Z Gastroenterol 2013; 51 - K51
DOI: 10.1055/s-0033-1352691

Kinome-wide RNAi screen identifies key role of dual specificity kinase Mps1 in proliferation and survival of pancreatic cancer cells

BP Kaistha 1, T Honstein 1, VP Müller 1, C Schmees 2, HJ Volkmer 2, TM Gress 1, M Buchholz 1
  • 1Philipps-Universität Marburg, Gastroenterologie, Marburg, Germany
  • 2Naturwissenschaftliches und Medizinisches Institut, Reutlingen, Tübingen, Germany

Introduction: Pancreatic ductal adenocarcinoma (PDAC) is the fourth leading cause of cancer-related deaths in the western world. Currently it is incurable with existing therapies. The median survival rate (˜6 months) and the overall 5-year survival rate (< 5%) has not improved despite significant research and diagnostic efforts, warranting the urgent need for novel therapeutic targets and approaches.

Protein kinases are known to be effective and druggable targets in a variety of disease states. We employed a kinome-wide RNAi screen to identify hitherto unknown protein kinases which when silenced would sensitize the cancer cells but not control cells to apoptosis.

Aim: This project aims to elucidate the pathophysiological role of one of the identified kinases, Mps1 (a.k.a. TTK), in pancreatic cancer. The Mps1 gene has been implicated in regulation of mitosis in certain cancer types, but its functional relevance has not been investigated in PDAC.

Methods: qPCR, RNAi, cell proliferation and viability assays, FACS analysis, Western blot, shRNA inducible clones.

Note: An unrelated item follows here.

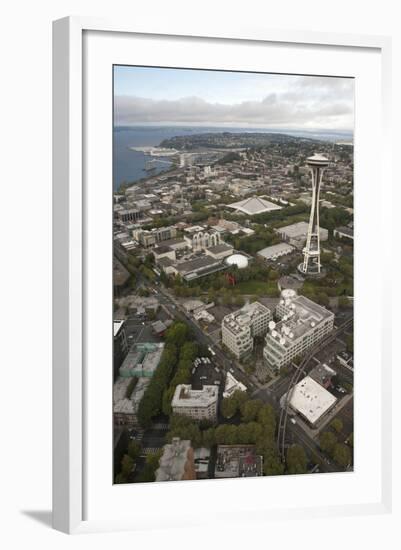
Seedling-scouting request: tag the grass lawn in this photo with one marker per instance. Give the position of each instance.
(257, 287)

Results: The qRT-PCR data showed that Mps1 kinase is overexpressed in pancreatic cancer tissues and this strong expression is also retained in the majority of pancreatic tumor cell lines in vitro. Functional effects of Mps1 were investigated after transient knockdown in a variety of transformed and non-transformed cell lines. Proliferation (BrdU incorporation assay), viability (MTT assay) and clonogenic ability (Anchorage independent growth assay) of the cancer cells were significantly impaired in the absence of functional Mps1 gene-product. FACS analyses did not show any cell-cyle impairment but Western blot analyses showed activation of classical apoptosis pathway (Caspase-3 and PARP cleavage). Further experiments involving generation of stable inducible knockdown clones for further in vivo analyses as well as experiments for deciphering the pathways involved are currently in progress.

Conclusion: Our experimental data shows that loss of Mps1 function severely compromises the proliferation, viability as well as clonogenic ability of the pancreatic cancer cell and leads them into apoptosis.